New Delhi: The five-judge Constitution Bench hearing the petitions seeking declaration of the right to marry of non-heterosexual couples on Tuesday, May 9, engaged with senior counsel representing the respondents on more fundamental issues concerning the right to marry, the scope of the Supreme Court’s declaration of a right, the legitimate interest of the State in regulating marriage, and whether the nitty-gritty of amending the various statutes to keep in tune with a new declaration of right ought to keep the court away from even declaring a new right.
Senior advocate Rakesh Dwivedi cautioned the bench not to consider exceptions like inability to conceive or absence of inclination to procreate among the heterosexual couples as evidence of procreation not being the core element of marriage. He asked the bench how would same-sex couples adopt if the heterosexual couples do not procreate, suggesting that procreation is an important aspect of the institution of marriage, and the object of legitimate state interest in regulating it. Insisting that marriage is not a fluid concept, he asked what would happen if exceptions become the rule, and if marriage is not generally considered as a means to procreate.
The bench wanted to know whether it can follow the method it adopted in the Justice K.S. Puttaswamy case declaring the right to privacy as a fundamental right. The court in that case had stopped where it appeared to it that it was up to Parliament to enact a data protection law, to give effect to its declaration. But the respondents’ submissions didn’t really convince the bench why it cannot do so in this case.

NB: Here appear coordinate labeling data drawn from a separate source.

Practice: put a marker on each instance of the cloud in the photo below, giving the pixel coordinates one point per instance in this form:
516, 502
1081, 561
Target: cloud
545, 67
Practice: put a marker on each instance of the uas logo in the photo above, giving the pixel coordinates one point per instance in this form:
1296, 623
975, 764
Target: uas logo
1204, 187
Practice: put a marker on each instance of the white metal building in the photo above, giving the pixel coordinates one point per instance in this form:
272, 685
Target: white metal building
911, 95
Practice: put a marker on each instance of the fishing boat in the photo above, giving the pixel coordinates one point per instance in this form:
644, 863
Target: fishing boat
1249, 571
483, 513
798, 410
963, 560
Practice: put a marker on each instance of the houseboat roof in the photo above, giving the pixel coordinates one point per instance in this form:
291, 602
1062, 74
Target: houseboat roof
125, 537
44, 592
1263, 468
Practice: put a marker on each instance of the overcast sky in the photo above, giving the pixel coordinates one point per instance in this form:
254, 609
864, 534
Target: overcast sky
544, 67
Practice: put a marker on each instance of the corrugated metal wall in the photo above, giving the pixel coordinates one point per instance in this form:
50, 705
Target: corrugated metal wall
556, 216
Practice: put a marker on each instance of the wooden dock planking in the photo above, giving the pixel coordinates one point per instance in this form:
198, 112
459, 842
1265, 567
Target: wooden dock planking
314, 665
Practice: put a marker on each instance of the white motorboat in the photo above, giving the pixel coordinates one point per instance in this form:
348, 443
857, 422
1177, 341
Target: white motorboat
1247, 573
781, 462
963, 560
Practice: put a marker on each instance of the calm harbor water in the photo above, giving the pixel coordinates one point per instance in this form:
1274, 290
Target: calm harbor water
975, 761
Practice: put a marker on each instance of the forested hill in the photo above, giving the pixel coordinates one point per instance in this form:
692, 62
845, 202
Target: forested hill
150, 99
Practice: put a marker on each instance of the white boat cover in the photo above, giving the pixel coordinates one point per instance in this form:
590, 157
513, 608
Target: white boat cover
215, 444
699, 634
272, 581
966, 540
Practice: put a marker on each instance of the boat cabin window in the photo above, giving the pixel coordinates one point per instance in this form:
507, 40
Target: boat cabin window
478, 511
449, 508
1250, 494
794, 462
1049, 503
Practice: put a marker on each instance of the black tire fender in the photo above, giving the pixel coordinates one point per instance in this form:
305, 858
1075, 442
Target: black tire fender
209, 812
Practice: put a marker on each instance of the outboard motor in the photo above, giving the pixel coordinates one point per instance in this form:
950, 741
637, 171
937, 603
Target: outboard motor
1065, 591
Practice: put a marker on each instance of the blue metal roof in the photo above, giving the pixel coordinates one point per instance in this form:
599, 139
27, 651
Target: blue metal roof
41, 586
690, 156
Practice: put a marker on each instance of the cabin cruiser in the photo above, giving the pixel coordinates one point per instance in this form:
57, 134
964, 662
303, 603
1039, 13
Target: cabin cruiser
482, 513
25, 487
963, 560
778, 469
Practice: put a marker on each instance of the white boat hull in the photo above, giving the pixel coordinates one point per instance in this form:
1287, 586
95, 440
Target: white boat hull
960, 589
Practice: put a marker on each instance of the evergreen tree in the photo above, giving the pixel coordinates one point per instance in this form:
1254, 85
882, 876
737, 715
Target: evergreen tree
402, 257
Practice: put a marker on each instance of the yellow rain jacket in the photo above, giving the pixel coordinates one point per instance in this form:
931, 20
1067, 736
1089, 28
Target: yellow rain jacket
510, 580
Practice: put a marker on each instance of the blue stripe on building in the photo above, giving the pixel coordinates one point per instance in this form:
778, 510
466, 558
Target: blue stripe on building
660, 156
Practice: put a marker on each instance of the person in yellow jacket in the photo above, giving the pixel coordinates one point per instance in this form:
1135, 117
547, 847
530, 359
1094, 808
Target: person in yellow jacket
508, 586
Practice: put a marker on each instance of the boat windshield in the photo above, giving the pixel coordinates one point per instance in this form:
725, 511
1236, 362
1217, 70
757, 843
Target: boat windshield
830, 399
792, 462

Senior counsel Kapil Sibal pointed out that it is an incorrect premise to seek the intervention of the court on the ground that Parliament is inactive. It is a dangerous argument, Sibal cautioned. But he did not elaborate on how to grant a right if there is a legislative void. The petitioners might have exaggerated the failure of Parliament to address the issue of marital rights of non-heterosexual couples. But there is a distinct legislative void, which needs to be filled by the Supreme Court, the petitioners had suggested, citing the Vishaka case, in which the Supreme Court had laid down guidelines to prevent sexual harassment at work place till Parliament enacted a law for the purpose. To this, Sibal’s answer was that Vishaka and other similar interventions by the court aimed at procedural rather than substantive guidelines.
Senior counsel Arvind Datar appeared more concerned about the challenge of amending various statutes in tune with a possible declaration from the court. Can the mere possibility of side effects or collateral damage or impact on other statutes be a ground to dissuade the bench from declaring a right, the bench wondered. Datar made the point that the court cannot declare a right if the Union is opposed to it.
The arguments will continue on Wednesday.